L.A. sheriff's department faces abuse charges

NEWS Page 3A - September 10, 1991

By Haya El Nasser, USA TODAY

LOS ANGELES - Law enforcement here faces a bad case of deja vu: Charges of brutality and racism, and civil rights groups clamoring for an independent investigation.

But this time, it's the Los Angeles County Sheriff's Department that's under attack - not the city police.

Growing public outcry over four fatal shootings since Aug. 3 have prompted today's first-ever County Board of Supervisors hearing on Sheriff's Department operations.

"When we see the types of shootings and abuses that have taken place, citizens are beginning to wonder what type of law enforcement we have," says NAACP's Jose De Sosa.

The hearing promises to be a tumultuous affair, coming just six months after the controversial videotaped beating of Rodney King by Los Angeles police officers.

Sheriff Sherman Block will be there. So will residents with tales of harassment.

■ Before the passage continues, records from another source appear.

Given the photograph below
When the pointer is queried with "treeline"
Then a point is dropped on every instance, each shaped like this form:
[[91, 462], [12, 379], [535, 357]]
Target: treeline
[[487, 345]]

Supervisor Gloria Molina has pushed a department investigation, citing eroding confidence in law enforcement. But the likelihood of armed deputies at the hearing is scaring witnesses off, Molina spokesman Robert Alaniz says. "Obviously there are people out there who've been intimidated. It's going to be a zoo."

The hearing could pave the way for an independent inquiry like that of the Christopher Commission, which after the King beating, found rampant racism, sexism and brutality in the Los Angeles Police Department and prompted Chief Daryl Gates to plan retirement.

The Police Misconduct Lawyer Referral Service reports soaring complaints against the sheriff's department, which handles police matters outside Los Angeles' city limits: 482 through July vs. 508 in 1990.

"They range from verbal abuse to shootings to everything in between," says Director Karol Heppe. "The most common is assault and battery. The most likely victims are African-American males in their 20s. We need an investigation."

Not helping the department's case: A flurry of indictments against deputies.

Seven narcotics deputies have been sentenced on money-skimming charges. Three are charged with stealing credit cards from motorists and going on shopping sprees. And Friday, the trial of five deputies charged with using money from drug busts is set to begin.

Block could suffer from the scandals, although he's managed to build closer ties to the community than Gates.

But Connie Rice, of the NAACP Legal Defense and Educational Fund says: "When you fail to stop years of abuse and you're at the helm, the buck has to stop some place."